Youth is wasted on the young, as the saying goes. Or maybe it just feels that way after going to a reunion: that painful occasion that propels even those with successful careers and youthful faces to feel that their best years are behind them. Follies is Steven Sondheim’s grand tribute to what once was and what might have been. The revival was beautiful to watch, and its threads of nostalgia were woven through each scene and song. In discussing a Sondheim musical, I feel I should admit that I’m not swept away by him as many are. Admittedly, I named this blog after a Sondheim lyric, which presupposes a certain fandom, but I think the topic of his lyrics is the whole point: his brilliance is in the words. With the exception of one song in Follies, the musicis more entertaining than moving, and for a show that grapples with the pain of lost love, it should have more of the latter.

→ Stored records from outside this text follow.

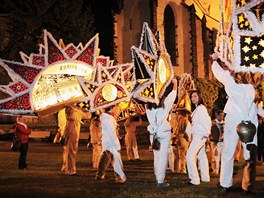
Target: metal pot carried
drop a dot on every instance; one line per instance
(246, 131)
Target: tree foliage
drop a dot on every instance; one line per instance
(70, 20)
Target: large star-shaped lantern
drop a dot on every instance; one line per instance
(111, 85)
(152, 68)
(45, 82)
(240, 39)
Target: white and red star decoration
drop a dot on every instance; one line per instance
(241, 35)
(152, 68)
(59, 75)
(47, 80)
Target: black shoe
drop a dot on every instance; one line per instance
(191, 184)
(248, 192)
(75, 174)
(223, 189)
(99, 178)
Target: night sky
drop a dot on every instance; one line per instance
(103, 15)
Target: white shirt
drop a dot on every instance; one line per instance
(240, 101)
(158, 117)
(201, 121)
(110, 140)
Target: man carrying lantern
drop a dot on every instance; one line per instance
(240, 106)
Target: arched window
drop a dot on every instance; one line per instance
(170, 34)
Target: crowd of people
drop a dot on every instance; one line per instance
(191, 131)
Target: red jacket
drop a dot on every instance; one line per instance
(22, 133)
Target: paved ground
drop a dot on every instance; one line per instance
(44, 179)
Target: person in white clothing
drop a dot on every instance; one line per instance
(216, 141)
(74, 118)
(130, 138)
(110, 147)
(96, 140)
(158, 123)
(201, 126)
(240, 106)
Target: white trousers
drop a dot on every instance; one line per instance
(131, 146)
(114, 158)
(161, 156)
(216, 153)
(69, 157)
(97, 150)
(197, 151)
(230, 143)
(171, 159)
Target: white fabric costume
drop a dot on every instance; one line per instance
(96, 135)
(130, 138)
(240, 106)
(72, 133)
(201, 128)
(110, 142)
(158, 124)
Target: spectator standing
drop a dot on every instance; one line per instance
(22, 135)
(74, 118)
(182, 133)
(96, 140)
(260, 131)
(130, 138)
(110, 147)
(201, 126)
(216, 141)
(240, 106)
(158, 124)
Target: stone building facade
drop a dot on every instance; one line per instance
(187, 28)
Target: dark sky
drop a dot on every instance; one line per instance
(103, 12)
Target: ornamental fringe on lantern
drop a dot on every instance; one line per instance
(44, 83)
(240, 38)
(152, 67)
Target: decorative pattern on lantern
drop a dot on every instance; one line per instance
(246, 131)
(48, 79)
(110, 86)
(152, 68)
(240, 40)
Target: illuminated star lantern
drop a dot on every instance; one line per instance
(45, 82)
(110, 85)
(152, 68)
(241, 36)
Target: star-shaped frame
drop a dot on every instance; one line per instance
(152, 68)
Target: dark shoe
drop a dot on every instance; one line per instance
(120, 180)
(75, 174)
(223, 189)
(163, 185)
(99, 178)
(248, 192)
(191, 184)
(25, 168)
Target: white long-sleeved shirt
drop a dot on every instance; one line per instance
(240, 101)
(201, 121)
(260, 111)
(158, 117)
(110, 140)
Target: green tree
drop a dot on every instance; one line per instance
(72, 21)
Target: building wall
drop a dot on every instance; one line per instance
(129, 27)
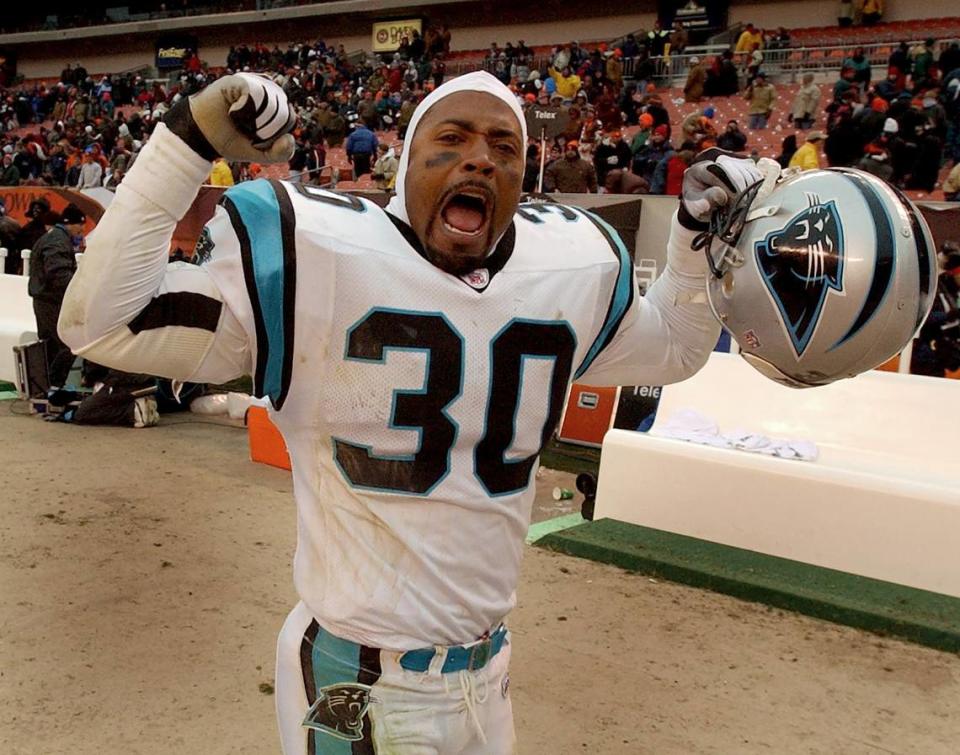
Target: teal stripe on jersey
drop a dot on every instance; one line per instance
(622, 293)
(335, 661)
(257, 204)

Similarly, the characters are not very nuanced which demands that the actors do much with little material. Jan Maxwell (Phyllis) does that best. She strikes a balance between being hurt by a distant husband and being too proud to admit it. Her scene-stealing dancing, singing, and general gorgeousness made her one of the best parts of the show. Bernadette Peters less so. She portrays Sally as a fragile lost lamb whose excessive voice quiver made her seem about to crumble at any moment. When she reconnects with Phyllis’ husband Ben, the man she had wanted to marry, she deludes herself into thinking they’ll have a second chance at love, a moment that felt heavy-handed where it ought to feel heartbreaking. That said, her rendition of “Losing My Mind” was so beautiful, it almost benefitted from Peters’ diminished voice. The frailty of her high notes was more poignant than had she belted them out.
The sadness of Sally and Phyllis, and their husbands Buddy and Ben, is that they still seem so confused about who they are even after all these years, and each feels in some way that the potential for great love has been lost. The youthful versions of the main characters pale in comparison and not only due to the ghostly lighting cast on them throughout the performance. They come across like vapid young things who don’t have much ambition beyond getting marred. What disappointed me about Follies was that the present day characters are only slightly more fleshed out. Ultimately, these love stories are simple, and if they resonate with viewers, it’s because of the abstract empathy felt toward anyone whose hopes for a relationship don’t quite pan out. What moved me instead was the way that reunions conjure earlier versions of oneself. For Phyllis and Sally, the hardest image to conceptualize is not who they were but who they are.